Roland Goigoux, auteur d’outils didactiques sur l’enseignement de la compréhension, réagit pour « Libé » aux évaluations du ministère sur le niveau de lecture des élèves, notamment de sixième.
[...] Dans les établissements d’éducation prioritaire renforcée (REP +), soit ceux qui se situent dans les zones les plus défavorisées, seuls 40 % des sixièmes ont le niveau requis, et un tiers de ces élèves (33 %) possèdent un niveau de CE2, en lisant moins de 90 mots en une minute. Faut-il adapter cet apprentissage au niveau des différents élèves ? Et cet enseignement doit-il s’étendre au-delà du milieu scolaire ?

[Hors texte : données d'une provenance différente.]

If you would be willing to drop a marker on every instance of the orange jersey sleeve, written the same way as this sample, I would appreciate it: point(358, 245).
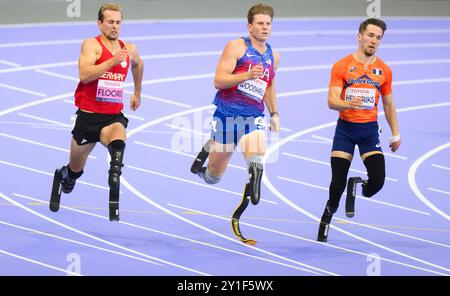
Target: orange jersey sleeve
point(386, 88)
point(358, 80)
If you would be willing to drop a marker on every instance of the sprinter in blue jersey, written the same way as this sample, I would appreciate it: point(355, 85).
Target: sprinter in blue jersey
point(245, 81)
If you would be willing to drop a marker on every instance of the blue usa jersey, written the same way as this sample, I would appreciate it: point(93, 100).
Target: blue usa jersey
point(246, 98)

L’école française est championne du monde dans la reproduction d’inégalités sociales. Les enfants de milieux populaires disposent d’un champ lexical bien moins développé que ceux des classes moyennes. S’il existe de telles différences dans le niveau de lecture des élèves, elles sont liées aux pratiques familiales. Dans certains milieux, les parents passent énormément de temps à dialoguer, font argumenter les enfants, les placent comme témoins de tout, du matin au soir. D’autres familles ne le font pas du tout. Et c’est là qu’intervient l’école, qui doit jouer son rôle compensatoire. L’école n’aura jamais le temps nécessaire pour compenser les heures d’interaction avec la famille, mais il faut développer des techniques collectives pour compenser une partie des écarts et décalages. Il y a toute une série de techniques pédagogiques pour faire dans un temps limité ce que les familles savent très bien faire au bout d’un millier d’heures. Cela s’appelle la pédagogie. Mais il n’y a pas de pédagogie spéciale pour les enfants issus de quartiers défavorisés. Par contre, il y a une nécessité de donner plus à ceux qui ont le moins. Cela ne veut pas dire donner autre chose. Selon les enfants, on va plus ou moins vite, on étaye davantage. Il faut permettre à ces gamins de progresser. Si on va trop vite, ils peuvent se décourager car les autres font mieux, plus vite, et on va renforcer ce sentiment d’incompétence. Il faut faire attention au niveau initial, mais au fond la pédagogie doit être universelle.